I think that people are far, far, far too relaxed about using linear regression to remove uninteresting factors of variation in single-cell data. There is often a lack of appreciation of the underlying assumption - that the covariate(s) being regressed out are orthogonal to the underlying biology. For technical factors of variation, only the most well-designed experiments can reasonably claim to satisfy this assumption; for biological factors like cell cycle, stress response, etc., the default attitude should be that the assumption is violated unless shown otherwise.

Violations of this assumption lead to incorrect results in the - ahem - "corrected" expression values. No other way to say it. I have witnessed people blindly regressing away the batch effect when their batches were confounded with different biological states. This obviously wipes out the biological differences that they were interested in, leaving them wondering why their states disappeared. However, the opposite effect can also happen. It is entirely possible to introduce false positive differences via regression when the population composition differs across different levels of the covariate being regressed out. (This is, in fact, the original motivation for the use of other batch correction methods like MNN.)

I speculate that people like using linear regression for single-cell data because (i) it's simple and so they don't have to think, and (ii) it's what they did for bulk RNA-seq and so they don't have to think. However, the bulk analogy is poor because we usually know all of the other factors of interest in a bulk experiment. If we used limma::removeBatchEffect, we would almost certainly supply design= to ensure that our factors of interest are not altered upon removal of the batch effect specified in batch=. This knowledge is not available in single-cell experiments and so there is little precedent to be drawn from our bulk procedures.

In your case, do you truly believe that cell cycle is independent of the other biological processes happening in your dataset? You're talking about development here, and I would be extremely surprised if there wasn't some correlation between cell cycle and other interesting things like differentiation. All it takes is for a few lineages to exhibit more or less proliferation than the others and you can kiss goodbye to the above assumption.

Your argument is that cycling might affect genes other than the cell cycle genes, in which case removal of the latter is not enough. However, if they're not cell cycle genes, and their expression is altered... is this really just a cell cycle effect anymore? Or is it another process that just happens to be correlated with the cell cycle?

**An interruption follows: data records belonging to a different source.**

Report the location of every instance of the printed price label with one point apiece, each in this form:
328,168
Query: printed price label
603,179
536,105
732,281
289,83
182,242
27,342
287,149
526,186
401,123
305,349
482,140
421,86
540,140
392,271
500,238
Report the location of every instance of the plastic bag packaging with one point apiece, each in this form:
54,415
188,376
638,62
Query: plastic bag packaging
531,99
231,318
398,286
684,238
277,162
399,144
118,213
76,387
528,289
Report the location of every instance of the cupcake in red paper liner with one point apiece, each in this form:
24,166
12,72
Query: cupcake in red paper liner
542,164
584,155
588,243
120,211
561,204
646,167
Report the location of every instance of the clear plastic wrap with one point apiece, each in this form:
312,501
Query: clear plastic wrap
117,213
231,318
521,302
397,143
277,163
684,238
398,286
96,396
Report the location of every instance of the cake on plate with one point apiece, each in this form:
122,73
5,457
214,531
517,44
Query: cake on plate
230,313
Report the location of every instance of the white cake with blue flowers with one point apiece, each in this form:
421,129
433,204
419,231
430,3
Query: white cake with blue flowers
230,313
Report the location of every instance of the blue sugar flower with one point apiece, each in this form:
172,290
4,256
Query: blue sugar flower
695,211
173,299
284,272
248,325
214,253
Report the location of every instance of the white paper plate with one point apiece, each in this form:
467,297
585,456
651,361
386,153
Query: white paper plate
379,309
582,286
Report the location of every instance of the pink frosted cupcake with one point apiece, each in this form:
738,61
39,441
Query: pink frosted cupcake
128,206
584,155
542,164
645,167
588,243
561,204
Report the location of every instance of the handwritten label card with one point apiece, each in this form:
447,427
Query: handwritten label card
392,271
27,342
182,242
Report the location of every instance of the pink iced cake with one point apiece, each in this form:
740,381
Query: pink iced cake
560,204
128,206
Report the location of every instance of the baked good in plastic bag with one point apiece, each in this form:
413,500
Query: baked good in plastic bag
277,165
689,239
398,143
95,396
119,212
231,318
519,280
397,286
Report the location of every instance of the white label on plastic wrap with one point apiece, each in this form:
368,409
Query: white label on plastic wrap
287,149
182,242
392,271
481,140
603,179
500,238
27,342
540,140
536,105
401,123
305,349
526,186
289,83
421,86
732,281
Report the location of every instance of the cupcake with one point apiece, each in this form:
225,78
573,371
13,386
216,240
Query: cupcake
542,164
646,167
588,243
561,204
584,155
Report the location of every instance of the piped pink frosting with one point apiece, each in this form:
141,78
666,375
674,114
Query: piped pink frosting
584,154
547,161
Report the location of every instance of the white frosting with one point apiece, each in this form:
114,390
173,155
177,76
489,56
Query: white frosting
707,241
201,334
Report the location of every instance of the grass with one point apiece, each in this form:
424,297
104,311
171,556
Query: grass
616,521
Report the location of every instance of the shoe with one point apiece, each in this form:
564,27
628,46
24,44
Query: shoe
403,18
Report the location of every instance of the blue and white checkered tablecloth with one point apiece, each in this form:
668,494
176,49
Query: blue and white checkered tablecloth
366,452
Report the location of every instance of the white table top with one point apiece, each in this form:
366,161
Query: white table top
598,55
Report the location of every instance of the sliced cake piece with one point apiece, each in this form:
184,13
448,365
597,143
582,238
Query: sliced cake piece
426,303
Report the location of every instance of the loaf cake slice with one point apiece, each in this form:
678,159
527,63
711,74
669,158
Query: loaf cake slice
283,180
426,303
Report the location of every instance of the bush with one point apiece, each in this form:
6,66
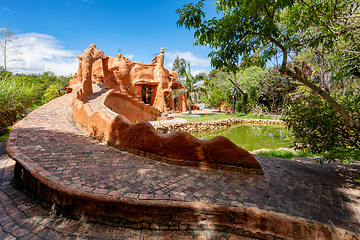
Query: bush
319,128
15,97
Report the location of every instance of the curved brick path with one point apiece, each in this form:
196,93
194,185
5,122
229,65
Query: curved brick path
298,188
22,218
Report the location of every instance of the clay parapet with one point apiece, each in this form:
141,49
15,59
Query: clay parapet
177,147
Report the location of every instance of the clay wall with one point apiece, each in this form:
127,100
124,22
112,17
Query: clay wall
133,109
142,138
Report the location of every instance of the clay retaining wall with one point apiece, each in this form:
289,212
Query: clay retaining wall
133,109
176,148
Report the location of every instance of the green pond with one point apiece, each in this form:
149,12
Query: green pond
253,137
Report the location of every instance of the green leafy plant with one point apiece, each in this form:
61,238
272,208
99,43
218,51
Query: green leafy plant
318,128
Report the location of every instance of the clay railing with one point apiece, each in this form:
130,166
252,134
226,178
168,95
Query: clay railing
176,147
135,110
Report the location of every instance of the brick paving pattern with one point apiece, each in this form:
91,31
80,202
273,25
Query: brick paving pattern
329,194
22,218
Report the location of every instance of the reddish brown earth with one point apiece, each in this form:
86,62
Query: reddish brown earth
77,176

If you can answer this question with "yes, it is still a cell cycle effect" (followed by a "I also cannot be bothered to repeat the analysis after removing those extra sort-of-but-not-cell-cycle genes"), only then may you have a case for using regression.

You mention that you got similar results before and after removing cell cycle genes - this sounds like good news to me, in that your conclusions are robust to any differences in cycling activity. IMO regression should be a procedure of last resort that - for any reasonably heterogeneous dataset - raises as many questions as it answers.

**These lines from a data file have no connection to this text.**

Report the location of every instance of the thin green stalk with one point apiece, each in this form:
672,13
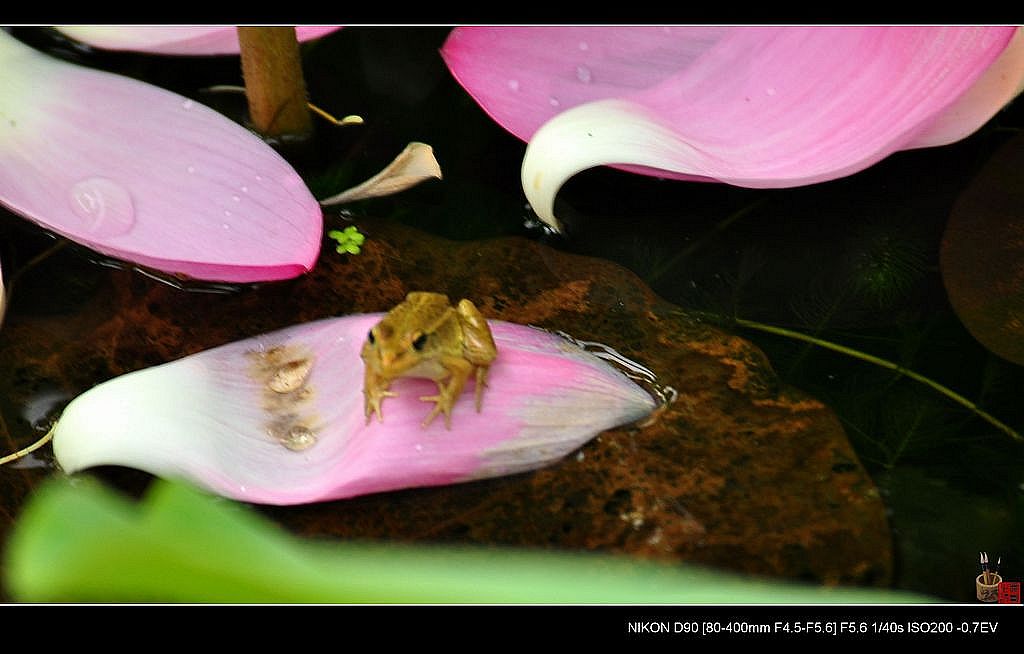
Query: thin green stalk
953,395
31,448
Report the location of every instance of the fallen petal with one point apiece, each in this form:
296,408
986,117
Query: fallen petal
142,174
414,165
752,106
166,39
279,419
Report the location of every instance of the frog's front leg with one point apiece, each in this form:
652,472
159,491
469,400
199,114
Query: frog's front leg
375,390
478,345
449,393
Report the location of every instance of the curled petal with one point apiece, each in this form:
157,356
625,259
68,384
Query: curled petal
167,39
279,419
142,174
415,164
753,106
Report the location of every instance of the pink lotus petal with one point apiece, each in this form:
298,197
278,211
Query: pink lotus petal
166,39
145,175
213,418
753,106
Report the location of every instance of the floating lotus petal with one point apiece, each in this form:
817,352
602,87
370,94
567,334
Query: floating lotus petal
166,39
142,174
752,106
279,419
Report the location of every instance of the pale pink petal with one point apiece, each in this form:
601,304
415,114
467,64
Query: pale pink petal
1000,83
279,419
142,174
753,106
167,39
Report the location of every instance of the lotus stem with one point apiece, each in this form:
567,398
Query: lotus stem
274,86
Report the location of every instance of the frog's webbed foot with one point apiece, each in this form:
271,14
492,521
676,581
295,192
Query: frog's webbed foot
443,403
373,403
449,393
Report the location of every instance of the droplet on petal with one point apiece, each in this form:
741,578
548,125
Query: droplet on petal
279,419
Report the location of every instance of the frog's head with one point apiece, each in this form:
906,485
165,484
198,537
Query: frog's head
395,351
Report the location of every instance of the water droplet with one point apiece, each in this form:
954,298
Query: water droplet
103,205
299,438
291,376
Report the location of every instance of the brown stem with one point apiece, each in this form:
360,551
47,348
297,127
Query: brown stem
274,86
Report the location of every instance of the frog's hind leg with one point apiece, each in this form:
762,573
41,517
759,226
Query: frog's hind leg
481,383
449,393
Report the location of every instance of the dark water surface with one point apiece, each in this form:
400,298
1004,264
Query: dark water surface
854,261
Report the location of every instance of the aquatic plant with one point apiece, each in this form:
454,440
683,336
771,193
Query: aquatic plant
349,240
753,106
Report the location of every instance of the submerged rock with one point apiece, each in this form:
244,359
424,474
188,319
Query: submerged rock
739,472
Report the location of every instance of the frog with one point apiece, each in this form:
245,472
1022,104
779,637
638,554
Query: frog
425,337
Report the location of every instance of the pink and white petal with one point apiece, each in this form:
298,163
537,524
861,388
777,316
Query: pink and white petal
774,107
142,174
1001,82
279,419
164,39
523,77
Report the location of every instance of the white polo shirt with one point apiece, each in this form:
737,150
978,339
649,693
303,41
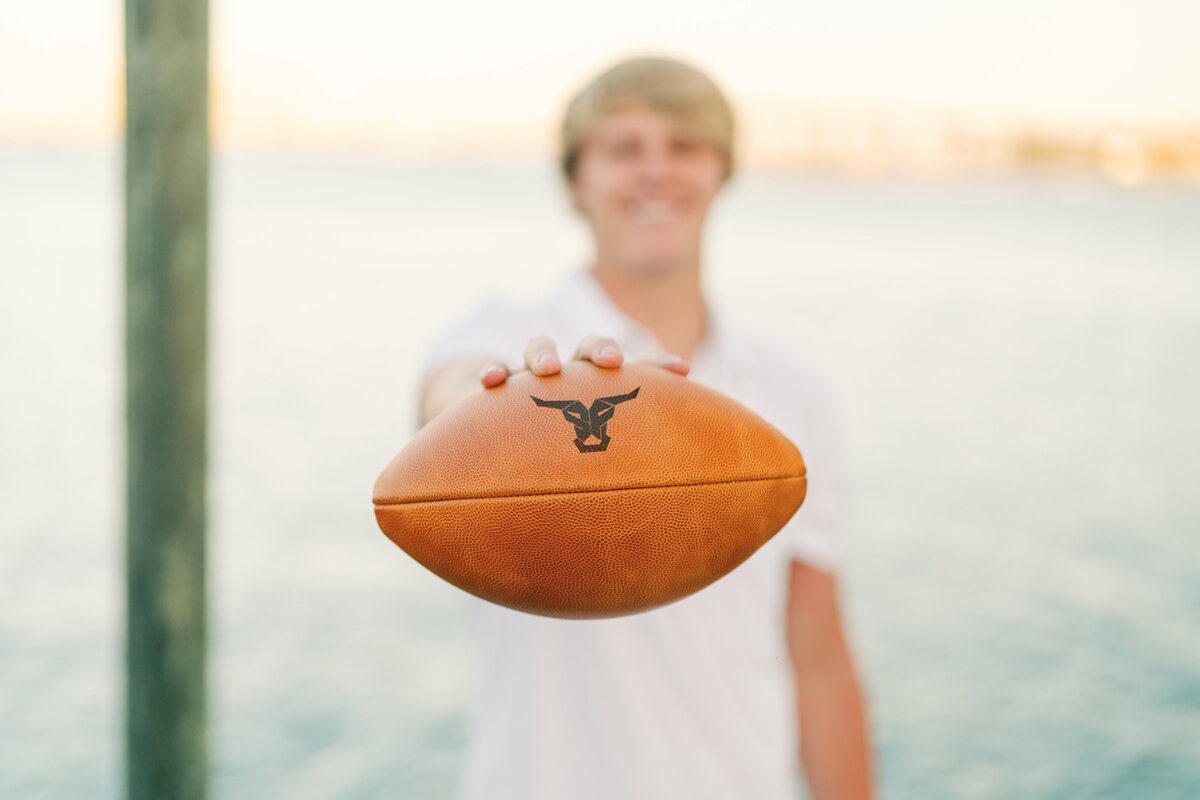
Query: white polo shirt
691,701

1) Shall I process individual dataset for cell cycle effect and used the obtained "corrected" logcounts for integration? 2) Or can I use the output of multiBatchNorm() and perform correction on that and then use the corrected log counts for fastMNN?

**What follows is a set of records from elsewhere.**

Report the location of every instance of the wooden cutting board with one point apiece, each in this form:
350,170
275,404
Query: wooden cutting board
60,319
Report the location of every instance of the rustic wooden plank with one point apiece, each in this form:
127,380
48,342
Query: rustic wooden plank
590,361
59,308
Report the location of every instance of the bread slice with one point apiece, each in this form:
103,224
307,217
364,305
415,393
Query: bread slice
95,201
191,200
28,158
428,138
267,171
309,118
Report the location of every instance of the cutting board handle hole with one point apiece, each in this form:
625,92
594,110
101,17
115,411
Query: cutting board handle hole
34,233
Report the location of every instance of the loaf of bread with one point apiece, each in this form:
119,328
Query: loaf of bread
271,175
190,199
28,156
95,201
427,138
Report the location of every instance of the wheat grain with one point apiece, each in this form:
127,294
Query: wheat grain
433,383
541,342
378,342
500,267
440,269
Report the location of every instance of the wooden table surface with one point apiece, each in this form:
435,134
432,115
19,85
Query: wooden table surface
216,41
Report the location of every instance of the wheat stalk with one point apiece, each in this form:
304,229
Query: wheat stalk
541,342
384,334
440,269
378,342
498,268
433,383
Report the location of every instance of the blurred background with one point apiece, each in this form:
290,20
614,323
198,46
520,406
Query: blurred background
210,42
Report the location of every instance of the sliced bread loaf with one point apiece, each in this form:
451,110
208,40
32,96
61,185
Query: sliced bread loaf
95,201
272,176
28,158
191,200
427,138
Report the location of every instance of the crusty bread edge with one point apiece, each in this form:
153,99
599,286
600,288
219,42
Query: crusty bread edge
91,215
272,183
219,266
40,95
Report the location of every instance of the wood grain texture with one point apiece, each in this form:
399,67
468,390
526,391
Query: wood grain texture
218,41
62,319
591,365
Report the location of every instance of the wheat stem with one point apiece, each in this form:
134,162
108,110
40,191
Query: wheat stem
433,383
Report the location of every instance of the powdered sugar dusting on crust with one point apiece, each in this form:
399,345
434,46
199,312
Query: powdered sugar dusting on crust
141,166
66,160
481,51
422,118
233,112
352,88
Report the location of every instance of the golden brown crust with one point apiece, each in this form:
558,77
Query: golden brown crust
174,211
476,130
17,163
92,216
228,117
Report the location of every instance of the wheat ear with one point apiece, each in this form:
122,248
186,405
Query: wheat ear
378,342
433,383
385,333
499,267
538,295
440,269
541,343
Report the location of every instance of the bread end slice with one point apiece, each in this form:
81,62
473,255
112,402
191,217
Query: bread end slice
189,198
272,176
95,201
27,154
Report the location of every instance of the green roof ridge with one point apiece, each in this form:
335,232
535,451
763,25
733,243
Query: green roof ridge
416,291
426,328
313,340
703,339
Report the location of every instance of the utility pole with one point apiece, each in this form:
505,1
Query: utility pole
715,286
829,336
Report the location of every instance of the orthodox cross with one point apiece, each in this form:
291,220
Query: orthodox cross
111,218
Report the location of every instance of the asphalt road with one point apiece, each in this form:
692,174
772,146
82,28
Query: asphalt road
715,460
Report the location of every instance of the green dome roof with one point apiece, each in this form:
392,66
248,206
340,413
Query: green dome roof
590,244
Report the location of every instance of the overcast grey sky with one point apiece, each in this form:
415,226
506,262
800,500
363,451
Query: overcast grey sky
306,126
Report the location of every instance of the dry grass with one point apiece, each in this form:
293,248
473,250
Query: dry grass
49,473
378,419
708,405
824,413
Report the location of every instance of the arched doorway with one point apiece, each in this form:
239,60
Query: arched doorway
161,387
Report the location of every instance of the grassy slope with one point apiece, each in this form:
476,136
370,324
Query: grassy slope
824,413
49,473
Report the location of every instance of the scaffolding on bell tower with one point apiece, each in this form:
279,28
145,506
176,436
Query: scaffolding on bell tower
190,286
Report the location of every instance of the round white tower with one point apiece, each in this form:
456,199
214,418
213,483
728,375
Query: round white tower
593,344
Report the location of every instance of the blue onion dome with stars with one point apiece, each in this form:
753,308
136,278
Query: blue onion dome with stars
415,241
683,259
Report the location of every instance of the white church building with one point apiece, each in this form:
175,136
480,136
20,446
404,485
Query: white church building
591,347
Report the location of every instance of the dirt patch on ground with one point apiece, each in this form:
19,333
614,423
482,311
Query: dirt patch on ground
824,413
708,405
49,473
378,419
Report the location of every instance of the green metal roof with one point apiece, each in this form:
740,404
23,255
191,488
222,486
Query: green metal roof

If you must do this, I would suggest:

Running multiBatchNorm().
Running regressBatches() on each SCE with the covariates you want to regress out in design=.
Running fastMNN() on the corrected matrices, probably with cos.norm=FALSE.

It's difficult to predict what will crawl out the end of this procedure, but there you have it.

3) Also how can I validate that the cell cycle gene effect was removed in the integrated data, as I cannot plot a PCA for integrated data?

I don't know how you were demonstrating that the cell cycle effect was there in the first place, but it seems you could just do the same thing on the low-dimensional result after correction. If you need some PCs after step 2, you can just use multiBatchPCA() or its simpler cousin scater::runPCA().